LUZ HERMOSA, as administratrix of the Intestate Estate of Fernando Hermosa, R., and FERNANDO HERMOSA, JR., Petitioners, v. EPIFANIO M. LONGARA, Respondent.

Manuel O. Chan, for Petitioners.

Jacinto R. Bohol for Respondents.


SYLLABUS


1. OBLIGATIONS AND CONTRACTS; CONDITIONAL OBLIGATIONS; A CONDITION THAT DOES NOT DEPEND UPON THE EXCLUSIVE WILL OF THE DEBTOR; SUSPENSIVE CONDITIONS. — The condition of the obligation was that payment was to be made "as soon as he (obligor) receives funds derived from the sale of his property in Spain." The will to sell on the part of the debtor (intestate) was present in fact, or presumed legally to exist, although the price and other conditions thereof were still within his discretion and final approval. But in addition to this acceptability of the sale to him (obligor), there were still other conditions that had to concur to effect the sale, mainly that of the presence of a buyer, ready, able and willing to purchase the property under the conditions demanded by the vendor. Without such a buyer the sale could not be carried out or the proceeds thereof sent to the islands. Held: The condition does not depend exclusively upon the will of the debtor, but also upon other circumstances beyond his power or control. If the condition were "if he decides to sell his house," or "if he likes to pay the sums advanced," or any other condition of similar import implying that upon him (the debtor) alone payment would depend, the condition would be potestativa, dependent upon his will or discretion. The condition, as stated above, implies that the obligor had already decided to sell his house, or at least that he had made his creditors believe that he had done so, and that all that was needed to make his obligation (to pay his indebtedness) demandable is that the sale be consummated and the price thereof remitted to the islands. The condition of the obligation was not a purely potestative one, depending exclusively upon the will of the obligor, but a mixed one, depending partly upon chance, i. e., the presence of a buyer of the property for the price and under the conditions desired by the obligor. The obligation is clearly governed by the second sentence of article 1115 of the old Civil Code (8 Manresa, 126). The condition is, besides, a suspensive condition, upon the happening of which the obligation to pay is made dependent. And upon the happening of the condition, the debt became immediately due and demandable. (Article 1114, old Civil Code; 8 Manresa, 119.)

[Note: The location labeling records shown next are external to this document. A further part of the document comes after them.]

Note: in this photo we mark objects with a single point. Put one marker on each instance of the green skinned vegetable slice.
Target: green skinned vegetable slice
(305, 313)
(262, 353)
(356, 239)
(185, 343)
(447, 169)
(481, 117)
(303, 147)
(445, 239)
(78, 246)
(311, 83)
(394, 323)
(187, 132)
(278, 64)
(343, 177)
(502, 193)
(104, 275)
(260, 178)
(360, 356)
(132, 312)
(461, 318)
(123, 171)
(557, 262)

2. ID., EVIDENCE, PRESUMPTION OR INFERENCE FROM PRESERVATION AND POSSESSION OF EVIDENCE OF INDEBTEDNESS. — The sale was not affected in the lifetime of the debter (the intestate), but after his death and by his administrator, the very wife of the claimant. There was no evidence to show that the claim was the product of a collusion or connivance between the administratrix and the claimant. The receipts of the advances were preserved. Held: That there was really a promise made by the intestate to pay for the credit advances, may be implied from the fact that the receipts thereof had been preserved; had the advances been made without intention of demanding their payment later, said receipts would not have been preserved. Regularity of the advances and the close relationship between the intestate and the claimant also support this contention.

3. ID.; SUSPENSIVE CONDITION WHICH TOOK PLACE AFTER OBLIGOR’S DEATH; STATUTE OF LIMITATIONS. — The fact that the suspensive condition took place after the death of the debtor, and that the advances were made more than ten years before the sale are immaterial (4 Sanchez Roman, p. 122). The obligation retroacts to the date when the contract was entered into, and all amounts advanced from the time of the agreement became due upon the happening of the suspensive condition. As the obligation to pay became due and demandable only when the house was sold and the proceeds received in the islands, the action to recover the same only accrued, within the meaning of the statute of limitations, on the date the money became available here; hence, the action to recover the advances has not yet prescribed.

4. ID.; DESCENT AND DISTRIBUTION; GRANDSON’S ALLOWANCE, A PERSONAL OBLIGATION. — Credits furnished the intestate’s grandson after his (intestate’s) death should not be allowed. Even if authorization to furnish necessaries to his grandson may have been given, this authorization could not be made to extend after his death, for two obvious reasons: (1) The obligation to furnish support is personal and is extinguished upon the death of the person obliged to give support (article 150, old Civil Code); and (2) upon the death of a principal (the intestate), his agent’s authority or authorization is deemed terminated (article 1732, old Civil Code).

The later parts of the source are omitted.